Prevention of spinal neural tube defects in the mouse embryo by growth retardation during neurulation

Homozygous mutant curly tail mouse embryos developing spinal neural tube defects (NTD) exhibit a celltype-specific abnormality of cell proliferation that affects the gut endoderm and notochord but not the neuroepithelium. We suggested that spinal NTD in these embryos may result from the imbalance of cell proliferation rates between affected and unaffected cell types. In order to test this hypothesis, curly tail embryos were subjected to influences that retard growth in vivo and in vitro. The expectation was that growth of unaffected rapidly growing cell types would be reduced to a greater extent than affected slowly growing cell types, thus counteracting the genetically determined imbalance of cell proliferation rates and leading to normalization of spinal neurulation. Food deprivation of pregnant females for 48 h prior to the stage of posterior neuropore closure reduced the overall incidence of spinal NTD and almost completely prevented open spina bifida, the most severe form of spinal NTD in curly tail mice.
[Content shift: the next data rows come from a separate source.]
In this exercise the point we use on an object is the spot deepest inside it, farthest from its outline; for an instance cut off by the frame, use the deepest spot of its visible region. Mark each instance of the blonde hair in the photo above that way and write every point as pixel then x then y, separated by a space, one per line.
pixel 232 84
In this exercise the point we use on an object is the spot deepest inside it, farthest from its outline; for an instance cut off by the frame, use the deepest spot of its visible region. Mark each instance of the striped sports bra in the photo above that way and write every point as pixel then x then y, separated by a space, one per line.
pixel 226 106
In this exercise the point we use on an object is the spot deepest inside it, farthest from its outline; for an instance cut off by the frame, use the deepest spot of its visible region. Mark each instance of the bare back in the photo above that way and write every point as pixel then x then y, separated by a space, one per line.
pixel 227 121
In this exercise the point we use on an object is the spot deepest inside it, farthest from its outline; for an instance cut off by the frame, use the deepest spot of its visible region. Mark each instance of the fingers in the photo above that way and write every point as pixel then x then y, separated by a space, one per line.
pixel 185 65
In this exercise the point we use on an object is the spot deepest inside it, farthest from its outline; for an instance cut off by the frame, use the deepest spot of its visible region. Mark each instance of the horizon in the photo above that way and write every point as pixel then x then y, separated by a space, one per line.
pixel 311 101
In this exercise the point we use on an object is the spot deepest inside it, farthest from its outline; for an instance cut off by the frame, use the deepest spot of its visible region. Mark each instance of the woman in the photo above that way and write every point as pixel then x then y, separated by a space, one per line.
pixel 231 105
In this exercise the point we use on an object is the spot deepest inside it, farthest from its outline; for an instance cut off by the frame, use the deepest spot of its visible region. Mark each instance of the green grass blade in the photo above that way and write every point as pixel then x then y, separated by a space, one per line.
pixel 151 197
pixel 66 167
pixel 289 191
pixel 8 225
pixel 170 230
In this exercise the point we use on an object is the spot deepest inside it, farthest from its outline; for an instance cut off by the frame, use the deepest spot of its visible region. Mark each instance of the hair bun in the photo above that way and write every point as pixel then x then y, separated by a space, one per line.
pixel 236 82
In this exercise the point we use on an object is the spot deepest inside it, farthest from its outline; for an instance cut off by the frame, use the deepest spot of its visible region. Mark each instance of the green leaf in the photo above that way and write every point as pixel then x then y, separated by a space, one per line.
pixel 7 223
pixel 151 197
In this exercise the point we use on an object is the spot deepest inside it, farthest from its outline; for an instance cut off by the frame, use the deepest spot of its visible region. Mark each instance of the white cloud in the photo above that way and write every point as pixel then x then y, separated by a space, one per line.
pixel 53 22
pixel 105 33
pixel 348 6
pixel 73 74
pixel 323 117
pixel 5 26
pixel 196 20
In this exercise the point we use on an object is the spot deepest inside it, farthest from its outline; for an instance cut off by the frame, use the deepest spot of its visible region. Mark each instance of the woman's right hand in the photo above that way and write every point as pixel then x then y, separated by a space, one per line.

Analysis of embryos earlier in gestation showed that growth retardation acts by reducing the incidence of delayed neuropore closure. Culture of embryos at 40-5°C for 15-23 h from day 1(1 of gestation, like food deprivation in vivo, also produced growth retardation and led to normalization of posterior neuropore closure. Labelling of embryos in vitro with [3H]thymidine for 1 h at the end of the culture period showed that the labelling index is reduced to a greater extent in the neuroepithelium than in other cell types in growth-retarded embryos compared with controls cultured at 38°C. Moreover, the incidence of cell death is increased in the neuroepithelium to a greater extent than in other cell types. These results are consistent with the hypothesis that spinal NTD in curly tail embryos result from a genetically determined growth imbalance between neuroepithelium and gut endoderm/notochord.